Baldas strategische Entscheidung muss auch im Zusammenhang mit der aktuellen Entwicklung im Gesundheitssektor gesehen werden. Nicht nur, dass die Menschen immer älter und damit anfälliger für Krankheiten werden. Die Bürger werden künftig mehr als bisher in die Verantwortung für ihre medizinische Versorgung genommen. Etwa was den Kauf von Hilfsmitteln angeht.

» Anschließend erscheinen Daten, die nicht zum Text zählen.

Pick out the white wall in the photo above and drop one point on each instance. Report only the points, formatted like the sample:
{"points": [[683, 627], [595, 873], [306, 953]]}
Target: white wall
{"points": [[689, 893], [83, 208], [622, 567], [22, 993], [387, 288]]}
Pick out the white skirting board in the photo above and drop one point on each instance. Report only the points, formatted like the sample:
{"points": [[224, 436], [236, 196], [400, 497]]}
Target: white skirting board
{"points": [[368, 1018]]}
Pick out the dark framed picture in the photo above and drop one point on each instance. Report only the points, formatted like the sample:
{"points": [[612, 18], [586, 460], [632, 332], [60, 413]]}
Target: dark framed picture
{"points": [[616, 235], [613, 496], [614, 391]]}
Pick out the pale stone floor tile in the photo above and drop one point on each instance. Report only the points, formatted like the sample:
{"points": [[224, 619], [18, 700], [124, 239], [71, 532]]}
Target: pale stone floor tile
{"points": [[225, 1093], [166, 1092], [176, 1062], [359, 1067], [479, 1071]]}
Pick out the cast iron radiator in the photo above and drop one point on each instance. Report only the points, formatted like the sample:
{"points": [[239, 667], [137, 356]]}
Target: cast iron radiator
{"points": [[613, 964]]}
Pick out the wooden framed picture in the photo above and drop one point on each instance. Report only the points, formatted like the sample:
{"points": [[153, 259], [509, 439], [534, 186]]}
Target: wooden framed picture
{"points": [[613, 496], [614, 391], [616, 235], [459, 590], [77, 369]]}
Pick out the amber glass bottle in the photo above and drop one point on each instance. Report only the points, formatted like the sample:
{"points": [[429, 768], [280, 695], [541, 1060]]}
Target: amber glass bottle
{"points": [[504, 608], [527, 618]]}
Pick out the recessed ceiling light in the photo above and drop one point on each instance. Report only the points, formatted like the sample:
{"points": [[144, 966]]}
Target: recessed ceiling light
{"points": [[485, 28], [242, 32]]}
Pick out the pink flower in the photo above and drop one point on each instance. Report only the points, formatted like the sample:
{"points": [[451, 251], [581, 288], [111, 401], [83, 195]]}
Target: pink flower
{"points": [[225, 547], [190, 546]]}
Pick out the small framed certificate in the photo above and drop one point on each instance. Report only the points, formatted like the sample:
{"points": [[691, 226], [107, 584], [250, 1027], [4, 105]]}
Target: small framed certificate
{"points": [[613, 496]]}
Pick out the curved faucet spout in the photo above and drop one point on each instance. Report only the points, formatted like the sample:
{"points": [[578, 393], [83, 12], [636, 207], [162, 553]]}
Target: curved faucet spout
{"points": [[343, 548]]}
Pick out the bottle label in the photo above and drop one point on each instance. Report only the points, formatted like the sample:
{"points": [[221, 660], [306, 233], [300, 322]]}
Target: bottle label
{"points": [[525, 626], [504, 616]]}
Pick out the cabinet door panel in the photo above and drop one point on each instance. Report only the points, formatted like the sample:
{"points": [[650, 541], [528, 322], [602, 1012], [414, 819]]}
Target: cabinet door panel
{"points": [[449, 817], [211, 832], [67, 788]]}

Immer mehr Bürger würden vom »Patienten« zum »Konsumenten« von medizinischen Produkten, erklärt Dr. Rolf Eilers (38), Geschäftsführer von Balda Medical. Oder anders ausgedrückt: »Die Bürger werden selbst Entscheidungsträger.«
So wird nach Einschätzung von Dr. Eilers künftig das Design immer wichtiger. Es gebe keinen Grund, warum manche Geräte »schlicht weiß« sein müssen. Für den Inhalator etwa hat Balda mehrere Design-Studien in Arbeit. Eilers: »Der 14-jährige Junge hat sicher einen ganz anderen Geschmack als sein Großvater. Das ist wie beim Handy.« Hier setzt Baldas Geschäftsidee an.

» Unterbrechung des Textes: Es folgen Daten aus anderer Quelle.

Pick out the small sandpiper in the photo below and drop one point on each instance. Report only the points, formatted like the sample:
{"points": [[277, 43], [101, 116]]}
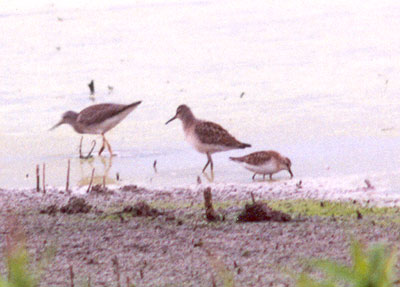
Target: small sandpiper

Design ist eine Sache. Funktionalität und Sicherheit die andere. Mit seinen 22 Bauteilen verfügt der Inhalator über ein System wie ein Schweizer Uhrwerk, sagt Eilers. »Daran werden wir auch gemessen.«
Als Zweitlieferant für Firmen der Pharmabranche verschaffte sich Balda Eintritt in diesen Markt. Heute wollen die Bad Oeynhausener auch dabei sein, wenn es um Entwicklungen, neue Konzepte und Produktideen geht. Unternehmen wie Roche Diagnostik und Bayer Healthcare gehören zu Baldas Kunden.
Die Produktion der Medical-Produkte findet in einem keimarmen, nahezu sterilen »Reinraum« innerhalb des Balda Technologieparks in Bad Oeynhausen statt. Für die Mitarbeiter gelten hohe Hygiene-Anforderungen.

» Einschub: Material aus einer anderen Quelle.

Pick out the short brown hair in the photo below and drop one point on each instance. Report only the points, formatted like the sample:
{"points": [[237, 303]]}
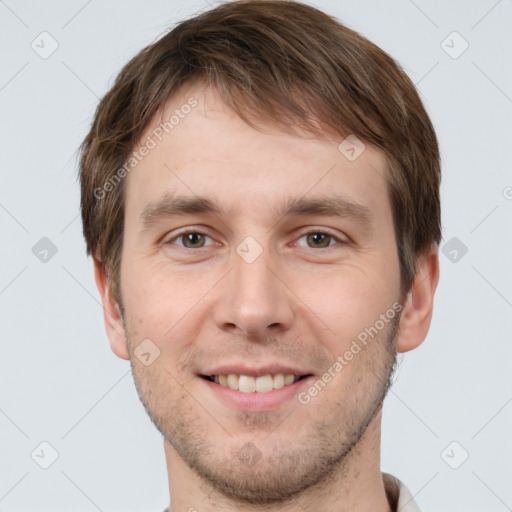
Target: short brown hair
{"points": [[285, 63]]}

Wer im »Reinraum« arbeitet, muss Kittel und Kopfbedeckung tragen und vor dem Betreten auch die Schuhe wechseln. Essen, Rauchen, Trinken, all dies ist streng untersagt - die Mitarbeiter sind sich ihres verantwortungsvollen Handelns bewusst. Zur Hygiene gehört auch, dass sich die 43 Kollegen nicht die Hand geben.
Die Arbeit im »Reinraum« unterliegt klaren Regeln. Diese erhält jeder Mitarbeiter in Form eines kleinen Heftchens, den »Good Manufactoring Practices« - den guten »Herstellungspraktiken«.
Zurzeit stehen 25 Spritzgießmaschinen und eine Montageanlage auf etwa 1000 Quadratmetern für den Medical-Bereich zur Verfügung. Für Erweiterungen können weitere Räume im Technologiepark an die hohen Anforderungen der Balda Medical angepasst werden.
Rohmaterial für die einzelnen Kunststoffteilchen ist wie bei der Produktion der Handyschalen das ursprünglich aus Rohöl gewonnene Granulat. Es wird im Produktionsprozess bei 240 Grad geschmolzen und mit 2000 bar - das ist etwa das Tausendfache des Reifendrucks beim Pkw - in die Formen gepresst. Die hohe Kunst sei dabei, eine wirklich gleichbleibende Qualität sicherzustellen. Zur Absicherung der erforderlichen Produktionsqualität setzt Balda Medical modernste Prüfverfahren, wie zum Beispiel 3D-Laserscanner, ein.
Allergien, Asthma, Diabetis sind Krankheiten, die immer mehr zunehmen. Balda sieht daher einen wachsenden Markt in dem Bereich mobiler, medizinischer Verabreichungs- und Diagnosegeräte. Der Markt »Medical« bietet Raum für Innovationen. Vielleicht kann der Diabetiker Insulin eines Tages anstatt zu spritzen inhalieren. Weiterentwicklungen stehen an der Tagesordnung. Was etwa die Stechhilfen für Blutzucker-Patienten angeht, arbeitet Balda an einer einfacheren Bedienmöglichkeit.
Balda wolle Vorschläge und Konzepte seiner Kunden aufgreifen, sich aber auf die Rolle des Zulieferers konzentieren. »In der Medizin entscheidet Zuverlässigkeit«, sagt Geschäftsführer Rolf Eilers. Daher wolle man in langjährige Partnerschaften investieren.
Auch wenn Balda seine Umsatzzahlen und Prognosen nennt, ob und wie gut das Unternehmen tatsächlich mit Medical verdient, bleibt ein gut gehütetes Geheimnis.